In other words, being an only child is something that I cannot control, and I have to get used to it. More and more parents are only having one child due to the rising taxes and the consequences of raising children. There are people who are one and done. There are even people who are childfree. Personally, I don’t see the point of raising children, as I honestly don’t want to have any children at all. I love children and all, but childcare is expensive as fuck.

So why are we still demeaning only children, even though the evidence is right in front of our faces? Why can’t we just accept that we can’t control when we’re born? Being an only child rocks, you get to strive and look after yourself, and best of all, you get to focus on yourself and listen to your own needs, which is something that people with siblings envy.
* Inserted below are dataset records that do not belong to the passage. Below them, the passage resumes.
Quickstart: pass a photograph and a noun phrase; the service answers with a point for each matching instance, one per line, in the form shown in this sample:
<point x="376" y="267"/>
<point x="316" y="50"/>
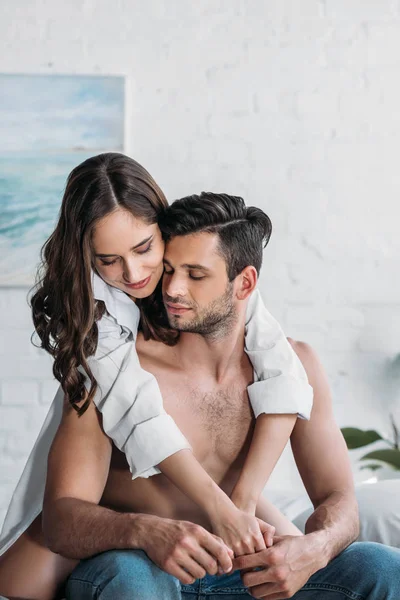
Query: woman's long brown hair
<point x="64" y="310"/>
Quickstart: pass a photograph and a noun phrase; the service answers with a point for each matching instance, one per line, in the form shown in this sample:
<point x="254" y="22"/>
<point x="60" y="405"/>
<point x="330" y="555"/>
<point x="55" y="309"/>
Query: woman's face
<point x="128" y="253"/>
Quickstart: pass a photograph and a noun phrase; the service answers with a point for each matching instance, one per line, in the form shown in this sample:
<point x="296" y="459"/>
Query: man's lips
<point x="176" y="309"/>
<point x="139" y="284"/>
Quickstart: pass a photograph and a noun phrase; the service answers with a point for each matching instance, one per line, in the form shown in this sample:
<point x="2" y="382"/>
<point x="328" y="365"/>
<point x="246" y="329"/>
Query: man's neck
<point x="217" y="356"/>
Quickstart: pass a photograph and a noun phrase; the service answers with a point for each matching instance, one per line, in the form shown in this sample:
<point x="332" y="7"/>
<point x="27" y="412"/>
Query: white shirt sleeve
<point x="130" y="402"/>
<point x="281" y="385"/>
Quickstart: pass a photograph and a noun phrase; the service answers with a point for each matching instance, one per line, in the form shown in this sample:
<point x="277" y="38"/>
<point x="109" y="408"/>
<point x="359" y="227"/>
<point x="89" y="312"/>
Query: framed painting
<point x="48" y="125"/>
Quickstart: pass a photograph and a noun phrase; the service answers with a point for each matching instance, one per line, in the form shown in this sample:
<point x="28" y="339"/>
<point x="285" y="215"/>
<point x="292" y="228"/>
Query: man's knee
<point x="377" y="566"/>
<point x="121" y="574"/>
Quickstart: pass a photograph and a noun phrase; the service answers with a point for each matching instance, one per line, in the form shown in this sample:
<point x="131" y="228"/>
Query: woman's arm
<point x="271" y="434"/>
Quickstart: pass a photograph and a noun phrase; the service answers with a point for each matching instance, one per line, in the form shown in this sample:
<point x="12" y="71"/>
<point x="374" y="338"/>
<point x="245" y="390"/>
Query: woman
<point x="86" y="311"/>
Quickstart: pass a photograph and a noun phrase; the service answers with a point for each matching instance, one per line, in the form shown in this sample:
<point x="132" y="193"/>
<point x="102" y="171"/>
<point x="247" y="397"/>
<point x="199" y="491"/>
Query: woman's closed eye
<point x="107" y="264"/>
<point x="147" y="249"/>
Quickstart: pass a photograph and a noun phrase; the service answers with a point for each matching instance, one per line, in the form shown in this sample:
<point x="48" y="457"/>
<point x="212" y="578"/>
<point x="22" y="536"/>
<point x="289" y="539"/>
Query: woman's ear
<point x="247" y="282"/>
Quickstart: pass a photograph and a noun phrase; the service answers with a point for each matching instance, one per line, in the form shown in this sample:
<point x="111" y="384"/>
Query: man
<point x="203" y="380"/>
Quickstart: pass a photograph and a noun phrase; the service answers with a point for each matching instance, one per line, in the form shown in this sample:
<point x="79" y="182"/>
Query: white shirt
<point x="131" y="403"/>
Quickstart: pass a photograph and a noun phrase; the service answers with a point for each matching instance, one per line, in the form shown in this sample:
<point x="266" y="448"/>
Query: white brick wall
<point x="294" y="105"/>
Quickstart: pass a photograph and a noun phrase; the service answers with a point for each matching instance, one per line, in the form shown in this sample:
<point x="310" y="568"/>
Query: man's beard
<point x="214" y="322"/>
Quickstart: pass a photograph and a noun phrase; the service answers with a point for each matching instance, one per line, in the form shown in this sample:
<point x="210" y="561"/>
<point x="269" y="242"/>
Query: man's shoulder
<point x="303" y="350"/>
<point x="308" y="357"/>
<point x="152" y="350"/>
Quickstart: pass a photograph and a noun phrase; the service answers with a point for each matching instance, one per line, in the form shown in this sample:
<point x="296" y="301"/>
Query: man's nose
<point x="174" y="286"/>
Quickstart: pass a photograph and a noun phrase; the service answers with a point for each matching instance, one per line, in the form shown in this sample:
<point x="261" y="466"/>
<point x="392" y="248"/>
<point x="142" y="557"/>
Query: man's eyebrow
<point x="188" y="266"/>
<point x="133" y="248"/>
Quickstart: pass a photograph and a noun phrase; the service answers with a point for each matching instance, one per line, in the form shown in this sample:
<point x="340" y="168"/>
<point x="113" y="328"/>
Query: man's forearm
<point x="79" y="529"/>
<point x="334" y="525"/>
And to the rude person who made fun of me: So what if I am an only child? Are you jealous that your parents didn’t give you everything you wanted? What is it with older siblings (which I’m assuming you are) who think just because they’re born first or are at least not born last, means that they’re superior? Do you even consider the background of your friends or other family members who are stuck with being the youngest and how they would feel if you said that shit to their face? How would you like it if you were the youngest or an only child like I am and people frequently bully you just because you can’t change that part of your identity?

Anyone who dares to make fun of people for something they are born with tells us that they’re nothing but miserable losers who only strive to make others lesser than them just to make themselves look cool. And besides, I’d much rather be an only child and live my life freely than have to be stuck in a social norm with having a sibling that makes my life a living hell. Shame you won’t be able to get that.